Houve outro episódio marcante que foi uma palestra proferida por ele sobre o Ferreira Gullar. Eu havia lido no noticiário sobre o evento, mas foi uma leitura rápida e acreditei que o próprio Gullar estaria presente ao seminário. Localizei em casa o livro que tem aquele poema que fala das “hélices de hidrogênio” e o levei ao evento na expectativa de obter um autógrafo. Foi uma frustração e prontamente procurei evitar a gafe, escondendo o livro dos conhecidos. Imaginei que a gafe só se concretiza se o outro souber do ocorrido. É uma entidade das relações sociais. Por sorte ninguém fez qualquer comentário.

Da palestra, lembro-me que o nome Gullar vem de Goulart e dos comentários sobre o poema “O cheiro da tangerina”. O Bacellar apreciava bastante esse poema e o descreveu com grande entusiasmo e admiração. Lamentou, porém, não ter mais um exemplar do livro. Quando cheguei em casa corri para encomendar a compra de dois exemplares que chegaram pelo correio. Enviei um deles para ele através do Zemaria. Não me recordo de ter feito alguma dedicatória ao poeta, continuaria inominado para ele.

De volta então ao encontro imaginário em Santiago. Havíamos combinado de nos encontrar no Cerro de San Cristóbal, um morro que fica encravado na cidade, frequentado pelos moradores e turistas, para passeios e diversão. O local do encontro era em um café em frente à estação do teleférico, em um pátio voltado para a cidade e para os Andes. Era uma manhã ensolarada de domingo e a poluição era pouca, permitindo-nos apreciar as montanhas com suas neves eternas.

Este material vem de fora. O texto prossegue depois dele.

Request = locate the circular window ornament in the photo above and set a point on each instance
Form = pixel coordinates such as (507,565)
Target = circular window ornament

Ao chegar, ele já estava sentado, fumando um cigarro na piteira e havia uma caneca pousada na mesa. Cumprimentei-o e sentei-me na cadeira que indicou; ofereceu-me um cigarro. Era um Gauloises, famoso cigarro francês de tabaco forte, que aceitei imediatamente, vencendo mais uma vez a minha força de vontade de parar de fumar. Pedi uma cerveja e fui direto ao assunto: “Bacellar, o Cláudio não foi eleito para ocupar a sua cadeira na Academia”. Não conseguia imaginar sua reação, mas esperava que fosse com indignação, entretanto ele ficou calado, soltou uma baforada e permaneceu assim por uns instantes, olhando para as montanhas no horizonte.

Após esse breve momento eu resolvi provocá-lo. “Você não acha que a temática do Cláudio pode parecer antiquada para os nossos conterrâneos? Grandes apreciadores dos temas regionais, muitas vezes postos à mesa impregnados de pitiú, ao contrário de você que fez a feira e não escorregou na casca da banana?” Ele respondeu de pronto, como reprisando uma fala: “O Cláudio é um artista que cria obras de arte, como as oblatas em forma de rosáceas, tímpanos e claraboias das catedrais góticas.” Referia-se ao livro de poemas Vitrais. “São poemas cuja justaposição lembra o trabalho de puzzle dos sopradores e coloristas da guilda dos vidraceiros: grandes painéis de luz e cor, plenos de symbolismo mystico!”

Continuei instigando. “Você não acha que a Academia aderiu ao sistema de cotas e que a cota dos poetas diminuiu, por isto ele não foi escolhido?” Respondeu já indignado: “No momento em que as academias e grêmios preenchem suas vagas com mediocridades, a verdadeira poesia brota triunfante deste poeta de raça, profundo e criativo, uma verdadeira rajada de ar puro e renovador sobre o monturo de nossa poesia”. Perguntei por fim: “Que mensagem levo aos nossos conterrâneos?” Já tinha a resposta pronta: “O autêntico mérito é sempre desdenhado pela conspiração dos pobres de competência e de criatividade”. Palavras preciosas como o ouro em pó coruscante do El Dorado, porém ácidas como o suor de um guerreiro mura. Eu arfava com a emoção de seu pronunciamento, meu coração batia forte, parecia que ele também percebia que estava exaltado. Foi o bastante, levantou-se e sumiu entre os numerosos turistas e ciclistas que nos cercavam. Estava bem, ainda imortal, nada a temer por ele. Foi só e se bastava.